Theory Intuitionistic
section ‹Intuitionistic First-Order Logic›
theory Intuitionistic
imports IFOL
begin
text‹Metatheorem (for \emph{propositional} formulae):
$P$ is classically provable iff $\neg\neg P$ is intuitionistically provable.
Therefore $\neg P$ is classically provable iff it is intuitionistically
provable.
Proof: Let $Q$ be the conjunction of the propositions $A\vee\neg A$, one for
each atom $A$ in $P$. Now $\neg\neg Q$ is intuitionistically provable because
$\neg\neg(A\vee\neg A)$ is and because double-negation distributes over
conjunction. If $P$ is provable classically, then clearly $Q\rightarrow P$ is
provable intuitionistically, so $\neg\neg(Q\rightarrow P)$ is also provable
intuitionistically. The latter is intuitionistically equivalent to $\neg\neg
Q\rightarrow\neg\neg P$, hence to $\neg\neg P$, since $\neg\neg Q$ is
intuitionistically provable. Finally, if $P$ is a negation then $\neg\neg P$
is intuitionstically equivalent to $P$. [Andy Pitts]›
lemma ‹¬ ¬ (P ∧ Q) ⟷ ¬ ¬ P ∧ ¬ ¬ Q›
by (tactic ‹IntPr.fast_tac \<^context> 1›)
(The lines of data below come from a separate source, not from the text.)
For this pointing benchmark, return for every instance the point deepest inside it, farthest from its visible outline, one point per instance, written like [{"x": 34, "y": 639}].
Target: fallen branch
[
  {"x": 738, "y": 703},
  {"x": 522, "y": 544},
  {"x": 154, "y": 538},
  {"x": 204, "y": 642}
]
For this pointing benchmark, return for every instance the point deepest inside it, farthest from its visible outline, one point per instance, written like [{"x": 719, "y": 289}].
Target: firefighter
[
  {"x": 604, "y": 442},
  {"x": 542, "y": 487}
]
lemma ‹¬ ¬ ((¬ P ⟶ Q) ⟶ (¬ P ⟶ ¬ Q) ⟶ P)›
by (tactic ‹IntPr.fast_tac \<^context> 1›)
text ‹Double-negation does NOT distribute over disjunction.›
lemma ‹¬ ¬ (P ⟶ Q) ⟷ (¬ ¬ P ⟶ ¬ ¬ Q)›
by (tactic ‹IntPr.fast_tac \<^context> 1›)
lemma ‹¬ ¬ ¬ P ⟷ ¬ P›
by (tactic ‹IntPr.fast_tac \<^context> 1›)
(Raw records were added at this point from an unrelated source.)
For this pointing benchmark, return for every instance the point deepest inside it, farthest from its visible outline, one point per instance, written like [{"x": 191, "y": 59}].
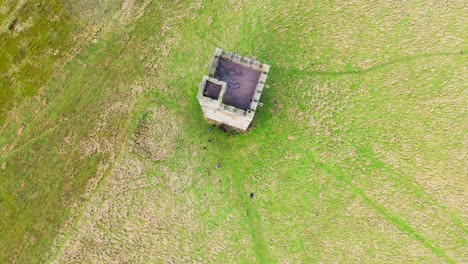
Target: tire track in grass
[
  {"x": 395, "y": 220},
  {"x": 376, "y": 67},
  {"x": 252, "y": 215}
]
lemma ‹¬ ¬ ((P ⟶ Q ∨ R) ⟶ (P ⟶ Q) ∨ (P ⟶ R))›
by (tactic ‹IntPr.fast_tac \<^context> 1›)
lemma ‹(P ⟷ Q) ⟷ (Q ⟷ P)›
by (tactic ‹IntPr.fast_tac \<^context> 1›)
lemma ‹((P ⟶ (Q ∨ (Q ⟶ R))) ⟶ R) ⟶ R›
by (tactic ‹IntPr.fast_tac \<^context> 1›)
lemma
‹(((G ⟶ A) ⟶ J) ⟶ D ⟶ E) ⟶ (((H ⟶ B) ⟶ I) ⟶ C ⟶ J)
⟶ (A ⟶ H) ⟶ F ⟶ G ⟶ (((C ⟶ B) ⟶ I) ⟶ D) ⟶ (A ⟶ C)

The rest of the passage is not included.